From your consciousness to my lips
The wind is picking up, a storm is breaking out and the cat is nowhere to be seen. I call her but she doesn’t answer. After I’ve searched the neighbourhood, it occurs to me to take a look around Stýrimannastígur, but she isn’t there either. On the way home, I pass by Café Mokka to find out if the poet knows anything about the kitten-laden Odin. As far as I can make out, there is a squirming earthworm in the snow on the pavement, which is odd for this time of the year.
I make a beeline to the table where the poets are sitting. Silence strikes the group as I appear.
The poets huddle together on the bench to make room for me, but I tell them I won’t be stopping. Starkadur stands up and I talk to him in hushed tones.
He knows nothing about Odin.
“I’ll see you later,” he says with one eye on the poets as he talks to me. They’re observing us in silence.
“I found that a bit awkward,” says the poet, when he comes home late that night. “When you suddenly appeared. Like you were collecting me.”
He removes his sweater and combs his hand through his hair.
“We were discussing Steinn Steinarr,” he says, grabbing hold of me. “From my consciousness to your lips lies a trackless ocean. But they thought you were cute. I was beaming with pride when you appeared in a red beret and long tossed hair. Ægir, the Glacier Poet, s
aid you looked like a member of the French Resistance, but Dadi Dream-fjörd said you reminded him of a young untamed mare.”
He smiles at me.
“I have the most beautiful girlfriend by far.”
He sits on the bed and wriggles up to me.

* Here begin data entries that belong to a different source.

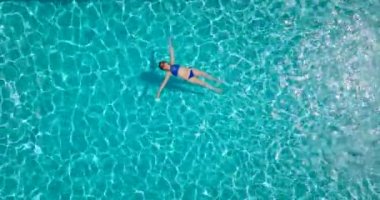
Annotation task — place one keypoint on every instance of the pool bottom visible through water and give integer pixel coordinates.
(297, 119)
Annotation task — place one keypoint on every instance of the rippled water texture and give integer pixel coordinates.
(299, 117)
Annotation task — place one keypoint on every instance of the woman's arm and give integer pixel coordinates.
(163, 84)
(171, 52)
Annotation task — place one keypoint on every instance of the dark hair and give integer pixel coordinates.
(160, 64)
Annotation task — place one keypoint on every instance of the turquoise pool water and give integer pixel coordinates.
(299, 117)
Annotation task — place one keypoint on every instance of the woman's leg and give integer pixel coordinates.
(204, 74)
(204, 84)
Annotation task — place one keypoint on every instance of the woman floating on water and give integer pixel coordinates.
(186, 73)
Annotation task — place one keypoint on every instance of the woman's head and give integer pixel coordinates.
(163, 65)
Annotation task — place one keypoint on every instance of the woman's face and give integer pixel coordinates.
(165, 66)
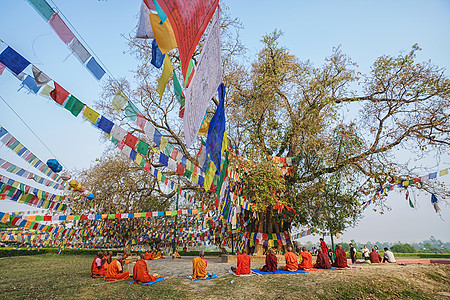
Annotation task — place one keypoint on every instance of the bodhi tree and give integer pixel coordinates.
(342, 140)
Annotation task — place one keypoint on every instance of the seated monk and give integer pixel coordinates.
(243, 264)
(306, 263)
(97, 268)
(141, 271)
(341, 258)
(271, 262)
(323, 262)
(199, 265)
(374, 256)
(115, 270)
(291, 261)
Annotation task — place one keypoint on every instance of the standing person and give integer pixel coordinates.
(352, 253)
(323, 246)
(366, 253)
(271, 262)
(388, 256)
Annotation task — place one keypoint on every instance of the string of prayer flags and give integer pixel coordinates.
(144, 30)
(13, 60)
(162, 81)
(205, 81)
(189, 20)
(163, 34)
(157, 55)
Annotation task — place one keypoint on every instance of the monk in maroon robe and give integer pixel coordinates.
(341, 258)
(271, 262)
(323, 262)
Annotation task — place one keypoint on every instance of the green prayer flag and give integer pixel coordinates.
(142, 147)
(74, 105)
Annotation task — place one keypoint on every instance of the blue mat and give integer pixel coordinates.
(212, 277)
(277, 272)
(150, 283)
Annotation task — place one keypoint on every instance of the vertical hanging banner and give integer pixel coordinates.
(204, 83)
(189, 19)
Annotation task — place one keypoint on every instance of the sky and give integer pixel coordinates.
(365, 30)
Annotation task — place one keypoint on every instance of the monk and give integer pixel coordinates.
(97, 266)
(323, 246)
(243, 264)
(306, 263)
(115, 270)
(374, 256)
(323, 262)
(199, 265)
(141, 271)
(341, 258)
(291, 261)
(271, 262)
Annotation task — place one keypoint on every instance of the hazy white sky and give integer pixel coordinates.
(364, 29)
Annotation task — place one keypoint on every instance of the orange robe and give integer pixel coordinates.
(97, 271)
(341, 259)
(306, 261)
(243, 265)
(199, 268)
(140, 272)
(113, 273)
(291, 262)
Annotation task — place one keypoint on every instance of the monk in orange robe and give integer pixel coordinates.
(243, 264)
(323, 262)
(306, 263)
(341, 258)
(115, 270)
(141, 271)
(271, 262)
(97, 265)
(291, 261)
(199, 265)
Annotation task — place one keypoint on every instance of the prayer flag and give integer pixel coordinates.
(43, 8)
(59, 94)
(74, 105)
(144, 30)
(13, 60)
(163, 34)
(79, 50)
(40, 77)
(189, 20)
(61, 29)
(94, 67)
(119, 100)
(157, 56)
(204, 83)
(90, 114)
(162, 81)
(216, 130)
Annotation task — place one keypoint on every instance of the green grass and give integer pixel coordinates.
(51, 276)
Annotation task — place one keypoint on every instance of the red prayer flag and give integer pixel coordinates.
(189, 19)
(59, 94)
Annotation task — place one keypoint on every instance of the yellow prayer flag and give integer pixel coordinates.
(119, 101)
(204, 128)
(90, 114)
(443, 172)
(163, 33)
(162, 81)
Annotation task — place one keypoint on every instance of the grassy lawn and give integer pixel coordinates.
(51, 276)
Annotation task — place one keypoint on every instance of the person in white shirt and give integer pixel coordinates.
(388, 256)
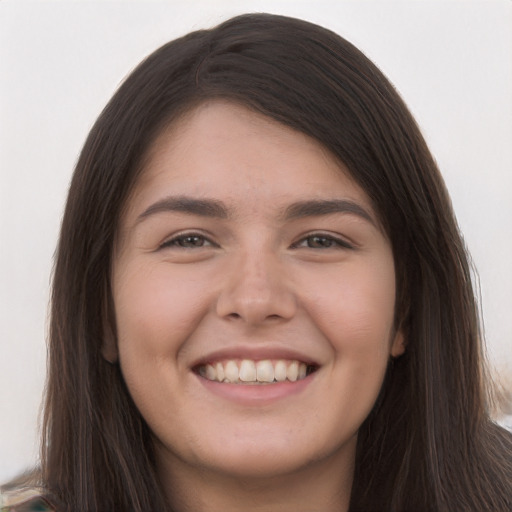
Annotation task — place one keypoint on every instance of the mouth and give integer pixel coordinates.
(255, 372)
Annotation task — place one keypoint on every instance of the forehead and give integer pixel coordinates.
(227, 151)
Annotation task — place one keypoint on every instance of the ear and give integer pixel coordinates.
(109, 345)
(398, 345)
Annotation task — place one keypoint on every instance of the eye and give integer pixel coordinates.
(187, 241)
(320, 241)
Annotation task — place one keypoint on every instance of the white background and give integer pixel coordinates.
(61, 61)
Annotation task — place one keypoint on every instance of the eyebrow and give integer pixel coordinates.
(313, 208)
(217, 209)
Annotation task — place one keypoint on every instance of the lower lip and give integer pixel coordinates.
(256, 394)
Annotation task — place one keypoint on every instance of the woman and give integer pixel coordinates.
(261, 299)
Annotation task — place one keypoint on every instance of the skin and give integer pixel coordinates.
(251, 281)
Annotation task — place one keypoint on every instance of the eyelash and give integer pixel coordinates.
(177, 240)
(331, 240)
(338, 243)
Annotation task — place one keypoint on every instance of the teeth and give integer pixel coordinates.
(249, 371)
(280, 371)
(265, 371)
(231, 371)
(292, 372)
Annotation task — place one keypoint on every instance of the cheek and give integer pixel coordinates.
(155, 309)
(355, 308)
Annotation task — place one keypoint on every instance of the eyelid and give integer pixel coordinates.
(342, 242)
(171, 240)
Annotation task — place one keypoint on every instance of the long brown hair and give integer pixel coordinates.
(429, 443)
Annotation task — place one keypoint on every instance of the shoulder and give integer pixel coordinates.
(26, 499)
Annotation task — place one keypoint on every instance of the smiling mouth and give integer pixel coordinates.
(248, 371)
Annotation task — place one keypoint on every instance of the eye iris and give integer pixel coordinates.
(191, 241)
(319, 242)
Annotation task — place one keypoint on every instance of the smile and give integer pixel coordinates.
(248, 371)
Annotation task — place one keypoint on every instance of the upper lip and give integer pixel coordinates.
(255, 354)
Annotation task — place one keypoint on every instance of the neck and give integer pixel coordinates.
(322, 485)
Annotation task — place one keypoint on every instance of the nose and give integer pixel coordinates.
(256, 290)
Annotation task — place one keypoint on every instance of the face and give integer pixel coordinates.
(254, 294)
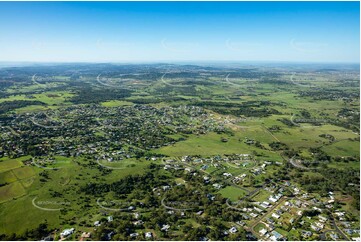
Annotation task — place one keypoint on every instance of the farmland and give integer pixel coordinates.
(183, 152)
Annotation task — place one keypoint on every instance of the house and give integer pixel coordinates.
(315, 228)
(263, 231)
(275, 215)
(133, 235)
(258, 209)
(253, 215)
(334, 236)
(67, 232)
(165, 227)
(199, 213)
(85, 235)
(265, 204)
(233, 230)
(306, 234)
(138, 222)
(148, 235)
(322, 218)
(320, 225)
(109, 235)
(277, 235)
(217, 186)
(226, 174)
(272, 199)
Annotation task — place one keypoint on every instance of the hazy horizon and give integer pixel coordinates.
(144, 32)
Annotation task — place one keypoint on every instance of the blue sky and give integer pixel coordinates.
(179, 31)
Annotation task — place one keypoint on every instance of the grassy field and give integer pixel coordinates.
(16, 204)
(233, 193)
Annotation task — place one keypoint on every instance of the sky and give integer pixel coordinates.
(179, 31)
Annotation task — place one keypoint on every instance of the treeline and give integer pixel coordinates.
(126, 185)
(248, 109)
(11, 105)
(89, 95)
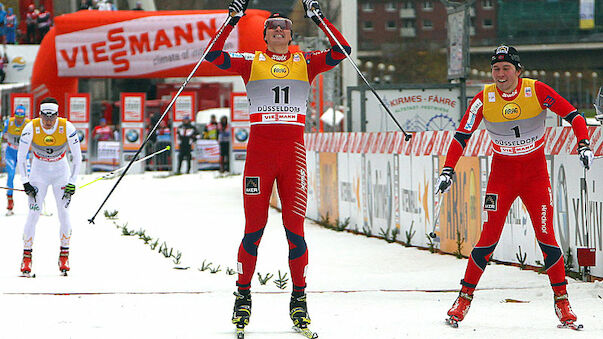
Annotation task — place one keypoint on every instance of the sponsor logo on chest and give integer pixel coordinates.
(279, 71)
(49, 140)
(511, 111)
(490, 202)
(491, 97)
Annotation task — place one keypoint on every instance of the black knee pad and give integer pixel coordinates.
(481, 255)
(250, 240)
(552, 254)
(299, 247)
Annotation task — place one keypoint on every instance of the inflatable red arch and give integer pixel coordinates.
(134, 44)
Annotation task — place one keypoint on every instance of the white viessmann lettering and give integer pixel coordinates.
(139, 46)
(279, 117)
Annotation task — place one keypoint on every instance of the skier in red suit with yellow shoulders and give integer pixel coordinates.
(514, 111)
(278, 84)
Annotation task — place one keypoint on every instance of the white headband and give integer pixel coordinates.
(49, 108)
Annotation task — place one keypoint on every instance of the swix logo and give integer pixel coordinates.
(543, 219)
(548, 101)
(303, 182)
(136, 46)
(279, 57)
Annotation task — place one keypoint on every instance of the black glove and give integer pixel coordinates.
(237, 9)
(68, 191)
(30, 190)
(445, 180)
(312, 9)
(586, 155)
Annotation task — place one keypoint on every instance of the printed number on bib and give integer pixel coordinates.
(277, 94)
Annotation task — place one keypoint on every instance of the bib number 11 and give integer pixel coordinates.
(281, 93)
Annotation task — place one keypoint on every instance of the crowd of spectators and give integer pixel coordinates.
(38, 23)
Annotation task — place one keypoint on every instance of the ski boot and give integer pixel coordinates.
(242, 311)
(459, 309)
(26, 263)
(298, 311)
(10, 205)
(64, 260)
(564, 312)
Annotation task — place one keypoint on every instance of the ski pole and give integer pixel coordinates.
(436, 215)
(110, 174)
(167, 109)
(13, 189)
(407, 136)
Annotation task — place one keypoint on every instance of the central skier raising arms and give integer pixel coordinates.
(278, 84)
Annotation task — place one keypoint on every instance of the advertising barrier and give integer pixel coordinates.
(384, 185)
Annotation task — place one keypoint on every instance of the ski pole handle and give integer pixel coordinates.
(436, 215)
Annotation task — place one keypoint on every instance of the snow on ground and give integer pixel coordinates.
(358, 287)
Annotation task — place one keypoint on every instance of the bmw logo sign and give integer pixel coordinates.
(132, 135)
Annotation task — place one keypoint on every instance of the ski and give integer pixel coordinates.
(571, 325)
(240, 332)
(452, 322)
(305, 332)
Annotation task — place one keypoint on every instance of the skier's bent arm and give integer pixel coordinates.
(74, 146)
(24, 145)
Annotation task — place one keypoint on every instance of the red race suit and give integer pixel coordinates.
(516, 124)
(277, 88)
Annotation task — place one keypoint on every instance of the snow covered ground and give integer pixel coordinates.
(358, 287)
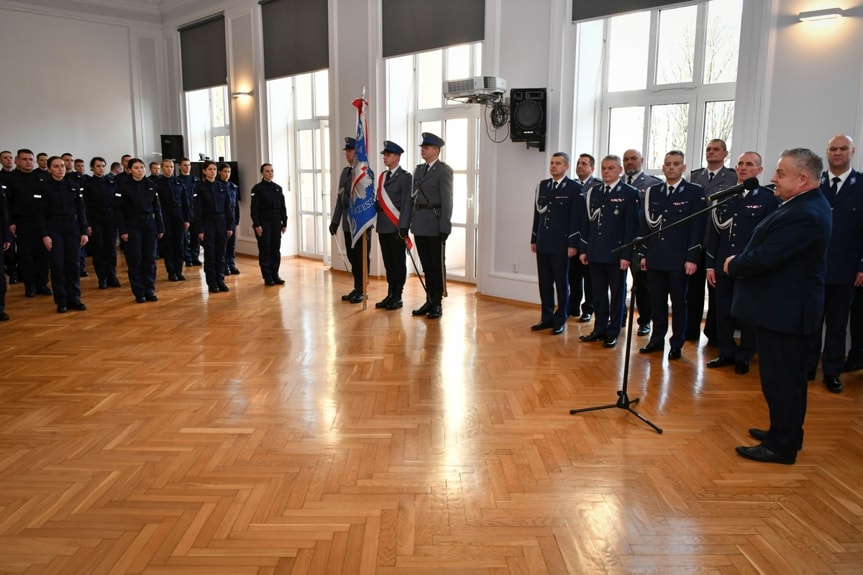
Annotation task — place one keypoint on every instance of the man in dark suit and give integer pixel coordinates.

Then he assumes a stern air again.
“Stefnir’s had a tough time lately.”
“Oh?”
“He lost the manuscript he was working on. He managed to forget it in Naust. Apart from the opening lines he’d read to us, he didn’t want anyone to see it, but said it was almost finished. It just needed proofreading.
“When he remembered it a few days later and went to pick it up, it had disappeared and no one in the place remembered seeing it. He might have left it somewhere else, he now thinks, but can’t remember where. Maybe in the cloakroom of Hotel Holt. He’s gone to his mother’s at Hvolsvöll to drown his sorrows.”
Then he turns to me.
“Has anyone ever told you you’re beautiful?”
He smiles at me and pulls the Odyssey off the bookshelf.
“You’re my Penelope.”
That night I think I hear meowing outside the hall door downstairs.
I sit up.
“I’ll go down and open, Hekla dear,” says the poet.
Laxfoss
D.J. Johnsson doesn’t return to the Laxfoss boat in Rotterdam.
The crew was too drunk to notice when he disappeared and no one on board knew what became of him. The ship sailed off without him.
“He won’t get a place again,” says the captain, when I ask about the fate of my sailor.
I’m allowed to phone his mother from the hotel. She remembers me well, the Dalir lass. I tell her I’ve put a box on the coach for her and she asks me whether I think her son will ever come back again. I say I don’t know. She describes D.J. as good and kind and speaks of him in the past tense as if he were dead. He had brown eyes and dark hair, she says. He picked violets and put them in vanilla extract bottles because he wanted our home to look nice. He drew rainbows. There was nothing he couldn’t do with his hands. I bought material for curtains and when I came home one day, he’d sewn them and put them up in the kitchen. He was ten years old. I hadn’t even taught him how to use the sewing machine, but he’d figured it out by himself. He was a happy child, but the other kids gave him no peace. They heard gossip in their homes. He was shunned. Children are merciless, but adults are even worse.